A question about lees
Lee wrote
This question concerns how often to rack. I'm referring
to making grape wine from fresh red grapes, in carboys.
My routine is to do the primary fermentation in an open
tub. I'll often innoculate with ML just prior to the
completion of the primary. Once the primary is
completed, I'll press, let the wine settle, and then
rack after a day or so. But once the ML is completed,
which usually takes about a month, I'll be left with a
filled carboy with about 1/2 to 1 inch of debri on the
bottom. Do you all rack at that point? Or do you let
the wine age on its lees? I usually cold stabilize in
my garage over the winter (in Maryland, we can count on
3 weeks or so of consistently cold weather). Then I
usually rack at the end of winter.
Only three weeks? I also live in Maryland - just west of
Ballmer The City that Slurs - and I get 10 to 12 weeks of
consistently cold weather.
Does this sound about right? I'm wondering what the
effect of letting the wine sit on 1 inch of dead yeast
cells for 3-4 months does.
I make Mead, not wine.

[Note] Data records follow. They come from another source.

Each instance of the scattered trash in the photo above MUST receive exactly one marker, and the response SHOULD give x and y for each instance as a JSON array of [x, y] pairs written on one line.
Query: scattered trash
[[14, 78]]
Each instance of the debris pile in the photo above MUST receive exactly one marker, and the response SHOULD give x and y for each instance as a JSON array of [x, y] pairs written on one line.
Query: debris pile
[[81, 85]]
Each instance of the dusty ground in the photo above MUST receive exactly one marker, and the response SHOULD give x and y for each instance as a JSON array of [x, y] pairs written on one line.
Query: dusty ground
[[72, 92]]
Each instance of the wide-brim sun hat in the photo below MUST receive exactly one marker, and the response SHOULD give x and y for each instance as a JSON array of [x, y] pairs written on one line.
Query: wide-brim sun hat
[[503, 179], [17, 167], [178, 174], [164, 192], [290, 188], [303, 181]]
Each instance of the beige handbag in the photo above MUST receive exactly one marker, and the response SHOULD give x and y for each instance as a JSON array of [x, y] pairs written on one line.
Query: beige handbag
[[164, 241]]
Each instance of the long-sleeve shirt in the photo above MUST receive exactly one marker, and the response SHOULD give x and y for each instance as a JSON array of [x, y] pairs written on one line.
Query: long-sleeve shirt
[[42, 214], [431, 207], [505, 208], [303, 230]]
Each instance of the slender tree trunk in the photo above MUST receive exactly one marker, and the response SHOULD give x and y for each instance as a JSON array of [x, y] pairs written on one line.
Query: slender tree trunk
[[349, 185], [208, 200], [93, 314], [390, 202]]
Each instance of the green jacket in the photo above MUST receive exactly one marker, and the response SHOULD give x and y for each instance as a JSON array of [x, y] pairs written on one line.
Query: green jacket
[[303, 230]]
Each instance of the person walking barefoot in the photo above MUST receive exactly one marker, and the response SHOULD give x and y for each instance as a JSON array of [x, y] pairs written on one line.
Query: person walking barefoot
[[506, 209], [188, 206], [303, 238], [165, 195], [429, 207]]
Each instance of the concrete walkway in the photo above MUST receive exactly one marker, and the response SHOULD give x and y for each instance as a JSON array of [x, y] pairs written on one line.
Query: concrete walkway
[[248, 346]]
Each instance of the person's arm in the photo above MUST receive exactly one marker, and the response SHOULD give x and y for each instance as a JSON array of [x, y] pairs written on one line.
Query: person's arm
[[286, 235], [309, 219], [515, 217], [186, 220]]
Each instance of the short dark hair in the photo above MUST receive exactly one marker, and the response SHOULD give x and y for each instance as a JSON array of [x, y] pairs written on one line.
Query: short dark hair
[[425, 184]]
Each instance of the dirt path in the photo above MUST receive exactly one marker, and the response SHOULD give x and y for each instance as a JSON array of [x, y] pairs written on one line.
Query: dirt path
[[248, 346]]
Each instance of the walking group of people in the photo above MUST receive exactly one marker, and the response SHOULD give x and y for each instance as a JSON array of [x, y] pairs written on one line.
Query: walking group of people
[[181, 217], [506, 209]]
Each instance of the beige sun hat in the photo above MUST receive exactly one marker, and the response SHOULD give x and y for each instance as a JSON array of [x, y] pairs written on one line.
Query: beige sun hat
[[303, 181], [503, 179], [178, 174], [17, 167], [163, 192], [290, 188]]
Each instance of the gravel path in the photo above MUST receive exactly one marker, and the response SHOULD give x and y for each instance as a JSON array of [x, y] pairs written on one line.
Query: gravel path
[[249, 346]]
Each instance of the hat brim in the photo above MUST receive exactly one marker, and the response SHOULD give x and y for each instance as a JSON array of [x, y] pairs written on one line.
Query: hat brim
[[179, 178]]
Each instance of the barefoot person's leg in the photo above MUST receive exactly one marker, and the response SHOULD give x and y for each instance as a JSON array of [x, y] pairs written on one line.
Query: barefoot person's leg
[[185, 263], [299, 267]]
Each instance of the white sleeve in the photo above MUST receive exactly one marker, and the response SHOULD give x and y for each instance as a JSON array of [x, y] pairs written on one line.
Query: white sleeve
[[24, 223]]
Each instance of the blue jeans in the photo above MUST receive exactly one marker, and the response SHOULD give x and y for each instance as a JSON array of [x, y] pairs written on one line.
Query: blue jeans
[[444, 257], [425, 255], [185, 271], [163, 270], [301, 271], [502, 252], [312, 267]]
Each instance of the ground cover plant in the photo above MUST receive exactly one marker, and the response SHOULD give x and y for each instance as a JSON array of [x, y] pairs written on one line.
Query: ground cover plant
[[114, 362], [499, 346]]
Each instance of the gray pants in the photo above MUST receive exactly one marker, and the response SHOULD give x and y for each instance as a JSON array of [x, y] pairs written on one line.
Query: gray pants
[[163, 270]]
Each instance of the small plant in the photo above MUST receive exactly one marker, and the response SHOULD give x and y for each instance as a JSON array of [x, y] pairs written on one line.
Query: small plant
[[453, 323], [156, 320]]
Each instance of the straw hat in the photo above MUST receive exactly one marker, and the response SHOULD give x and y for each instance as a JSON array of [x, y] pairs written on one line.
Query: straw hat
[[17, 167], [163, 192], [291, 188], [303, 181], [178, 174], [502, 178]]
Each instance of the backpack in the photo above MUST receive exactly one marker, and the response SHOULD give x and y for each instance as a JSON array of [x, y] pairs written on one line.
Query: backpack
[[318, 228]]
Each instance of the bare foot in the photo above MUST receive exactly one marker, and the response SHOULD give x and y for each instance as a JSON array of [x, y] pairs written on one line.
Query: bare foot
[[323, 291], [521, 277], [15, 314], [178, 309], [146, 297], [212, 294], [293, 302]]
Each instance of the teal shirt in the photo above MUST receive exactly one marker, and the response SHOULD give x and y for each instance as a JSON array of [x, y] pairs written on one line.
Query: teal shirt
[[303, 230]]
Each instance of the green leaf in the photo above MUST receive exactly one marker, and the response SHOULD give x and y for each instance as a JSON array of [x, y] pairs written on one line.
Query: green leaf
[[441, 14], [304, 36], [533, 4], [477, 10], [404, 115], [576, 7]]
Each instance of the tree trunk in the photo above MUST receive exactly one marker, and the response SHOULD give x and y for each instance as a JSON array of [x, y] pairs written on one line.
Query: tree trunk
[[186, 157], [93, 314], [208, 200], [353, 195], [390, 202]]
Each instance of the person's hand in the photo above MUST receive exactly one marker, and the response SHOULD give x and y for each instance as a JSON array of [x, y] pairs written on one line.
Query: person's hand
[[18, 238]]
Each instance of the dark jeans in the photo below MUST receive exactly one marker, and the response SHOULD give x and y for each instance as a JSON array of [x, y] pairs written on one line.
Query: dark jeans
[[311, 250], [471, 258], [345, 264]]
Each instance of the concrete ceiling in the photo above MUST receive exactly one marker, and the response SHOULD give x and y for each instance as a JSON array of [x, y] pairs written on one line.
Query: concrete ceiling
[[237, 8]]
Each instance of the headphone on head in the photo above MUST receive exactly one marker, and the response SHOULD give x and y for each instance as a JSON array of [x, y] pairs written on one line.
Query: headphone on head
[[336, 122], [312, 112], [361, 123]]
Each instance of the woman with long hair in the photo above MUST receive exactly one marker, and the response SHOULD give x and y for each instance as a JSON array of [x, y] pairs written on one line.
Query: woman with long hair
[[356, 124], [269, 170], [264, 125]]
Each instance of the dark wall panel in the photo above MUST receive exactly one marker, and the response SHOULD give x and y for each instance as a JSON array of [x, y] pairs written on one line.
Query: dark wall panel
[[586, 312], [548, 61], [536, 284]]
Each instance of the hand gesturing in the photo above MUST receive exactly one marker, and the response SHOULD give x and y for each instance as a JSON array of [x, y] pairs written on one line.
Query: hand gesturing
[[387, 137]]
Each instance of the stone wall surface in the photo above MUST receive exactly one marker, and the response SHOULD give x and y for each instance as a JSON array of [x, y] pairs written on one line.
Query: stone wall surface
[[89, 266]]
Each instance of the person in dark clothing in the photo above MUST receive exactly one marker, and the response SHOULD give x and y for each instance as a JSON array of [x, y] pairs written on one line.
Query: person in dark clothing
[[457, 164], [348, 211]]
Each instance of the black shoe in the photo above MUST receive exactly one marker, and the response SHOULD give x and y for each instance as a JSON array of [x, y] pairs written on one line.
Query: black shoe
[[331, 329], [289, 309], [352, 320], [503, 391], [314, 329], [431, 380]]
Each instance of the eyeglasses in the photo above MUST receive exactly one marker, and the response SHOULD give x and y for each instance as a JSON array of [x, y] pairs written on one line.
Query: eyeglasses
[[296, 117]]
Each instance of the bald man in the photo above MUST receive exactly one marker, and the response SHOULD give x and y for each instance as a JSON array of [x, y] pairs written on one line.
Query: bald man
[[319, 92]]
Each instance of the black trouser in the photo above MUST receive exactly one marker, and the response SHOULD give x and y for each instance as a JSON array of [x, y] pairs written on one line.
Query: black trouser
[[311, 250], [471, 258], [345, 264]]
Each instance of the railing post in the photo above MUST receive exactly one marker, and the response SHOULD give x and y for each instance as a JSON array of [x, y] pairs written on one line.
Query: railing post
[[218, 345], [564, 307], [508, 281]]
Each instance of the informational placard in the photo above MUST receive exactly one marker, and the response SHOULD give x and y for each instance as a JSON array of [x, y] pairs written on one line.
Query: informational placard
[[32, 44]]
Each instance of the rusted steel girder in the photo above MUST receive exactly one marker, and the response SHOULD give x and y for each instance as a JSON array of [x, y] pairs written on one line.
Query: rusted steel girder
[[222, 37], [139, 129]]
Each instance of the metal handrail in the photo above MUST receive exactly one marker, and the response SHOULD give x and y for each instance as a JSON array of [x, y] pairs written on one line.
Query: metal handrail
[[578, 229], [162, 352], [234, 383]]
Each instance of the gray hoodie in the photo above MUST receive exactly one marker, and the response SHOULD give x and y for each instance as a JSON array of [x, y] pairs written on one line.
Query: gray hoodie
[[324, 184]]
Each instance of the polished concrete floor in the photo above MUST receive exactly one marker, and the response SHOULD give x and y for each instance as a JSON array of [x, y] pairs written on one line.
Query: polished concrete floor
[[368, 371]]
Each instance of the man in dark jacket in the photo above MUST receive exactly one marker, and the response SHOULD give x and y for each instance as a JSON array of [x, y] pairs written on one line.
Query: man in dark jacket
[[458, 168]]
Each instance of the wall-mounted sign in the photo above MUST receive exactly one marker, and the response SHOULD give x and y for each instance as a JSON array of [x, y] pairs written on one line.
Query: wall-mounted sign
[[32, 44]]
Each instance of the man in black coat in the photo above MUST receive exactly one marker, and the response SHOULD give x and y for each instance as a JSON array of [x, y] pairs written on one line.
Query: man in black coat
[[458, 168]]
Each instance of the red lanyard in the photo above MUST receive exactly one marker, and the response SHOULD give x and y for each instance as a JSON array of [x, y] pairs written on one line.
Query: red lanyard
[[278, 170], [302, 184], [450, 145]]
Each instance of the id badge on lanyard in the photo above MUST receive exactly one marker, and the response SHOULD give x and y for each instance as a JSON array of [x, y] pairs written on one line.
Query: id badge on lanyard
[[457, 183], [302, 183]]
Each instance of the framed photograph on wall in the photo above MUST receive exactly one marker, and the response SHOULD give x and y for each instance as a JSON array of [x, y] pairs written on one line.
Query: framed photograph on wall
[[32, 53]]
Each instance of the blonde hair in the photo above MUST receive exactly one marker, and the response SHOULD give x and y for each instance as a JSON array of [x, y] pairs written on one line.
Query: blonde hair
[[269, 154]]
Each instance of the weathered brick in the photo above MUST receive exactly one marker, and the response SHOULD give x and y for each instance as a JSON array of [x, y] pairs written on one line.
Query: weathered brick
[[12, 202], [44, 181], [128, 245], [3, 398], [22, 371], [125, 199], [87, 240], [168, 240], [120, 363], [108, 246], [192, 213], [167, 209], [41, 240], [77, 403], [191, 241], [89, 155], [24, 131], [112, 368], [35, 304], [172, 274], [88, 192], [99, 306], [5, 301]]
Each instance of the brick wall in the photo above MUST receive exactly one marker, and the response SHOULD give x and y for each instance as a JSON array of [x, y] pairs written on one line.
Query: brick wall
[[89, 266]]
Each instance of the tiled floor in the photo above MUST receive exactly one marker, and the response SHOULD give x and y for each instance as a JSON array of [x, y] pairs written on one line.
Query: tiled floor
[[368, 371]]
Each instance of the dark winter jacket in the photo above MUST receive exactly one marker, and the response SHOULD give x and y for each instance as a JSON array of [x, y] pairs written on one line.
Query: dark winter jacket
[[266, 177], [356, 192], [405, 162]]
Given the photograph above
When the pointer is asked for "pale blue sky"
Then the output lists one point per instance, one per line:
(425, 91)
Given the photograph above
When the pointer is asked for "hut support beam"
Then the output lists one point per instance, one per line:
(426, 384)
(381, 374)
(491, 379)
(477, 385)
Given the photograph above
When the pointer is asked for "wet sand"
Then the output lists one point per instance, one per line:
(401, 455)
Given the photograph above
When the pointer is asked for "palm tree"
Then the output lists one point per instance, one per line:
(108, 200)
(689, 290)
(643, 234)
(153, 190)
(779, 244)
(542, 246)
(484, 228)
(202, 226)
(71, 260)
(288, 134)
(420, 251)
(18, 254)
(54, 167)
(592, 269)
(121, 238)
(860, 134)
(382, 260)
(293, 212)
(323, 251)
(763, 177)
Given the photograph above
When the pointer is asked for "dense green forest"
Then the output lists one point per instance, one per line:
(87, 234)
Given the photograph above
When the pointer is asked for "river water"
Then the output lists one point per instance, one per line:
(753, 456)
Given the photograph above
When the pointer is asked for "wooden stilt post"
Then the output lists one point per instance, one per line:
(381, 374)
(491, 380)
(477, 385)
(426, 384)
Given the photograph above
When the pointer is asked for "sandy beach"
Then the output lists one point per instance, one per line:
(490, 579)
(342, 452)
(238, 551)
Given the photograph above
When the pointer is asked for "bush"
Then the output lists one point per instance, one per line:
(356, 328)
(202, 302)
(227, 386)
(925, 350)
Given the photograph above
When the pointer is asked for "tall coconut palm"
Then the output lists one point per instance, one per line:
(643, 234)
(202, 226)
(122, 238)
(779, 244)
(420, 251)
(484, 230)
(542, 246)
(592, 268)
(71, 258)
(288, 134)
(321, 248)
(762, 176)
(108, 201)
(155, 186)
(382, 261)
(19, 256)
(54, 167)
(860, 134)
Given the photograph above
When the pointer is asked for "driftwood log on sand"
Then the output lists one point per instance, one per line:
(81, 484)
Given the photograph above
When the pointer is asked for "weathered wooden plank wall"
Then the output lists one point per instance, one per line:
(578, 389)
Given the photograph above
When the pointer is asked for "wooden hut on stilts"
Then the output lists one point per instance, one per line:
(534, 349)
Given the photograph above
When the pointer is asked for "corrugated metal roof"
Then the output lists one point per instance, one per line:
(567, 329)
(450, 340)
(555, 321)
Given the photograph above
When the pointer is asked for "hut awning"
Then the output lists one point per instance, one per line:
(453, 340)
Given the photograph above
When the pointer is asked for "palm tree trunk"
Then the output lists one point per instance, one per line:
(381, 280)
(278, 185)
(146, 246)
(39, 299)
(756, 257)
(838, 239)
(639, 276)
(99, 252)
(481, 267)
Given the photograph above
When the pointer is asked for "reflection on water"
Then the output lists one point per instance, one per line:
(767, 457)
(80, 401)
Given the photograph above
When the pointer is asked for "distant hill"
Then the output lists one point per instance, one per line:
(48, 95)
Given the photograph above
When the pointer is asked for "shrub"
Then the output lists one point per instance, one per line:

My experience with letting the must
sit on the dead yeast cells is called "autolysis". Call it
"auto lee sis" or "auto ly sis". It is still a foul odor
and a foul taste.
Also, I'm not sure if the debri in the bottom of the
carboy can accurately be called "lees". It's really not
old grape skins or stems...it's just dead yeast.
It's still garbage by any other name.
Any thoughts?
I rack when primary fermentation is complete. My Meads do
not need an ML fermentation. I rack again two months later.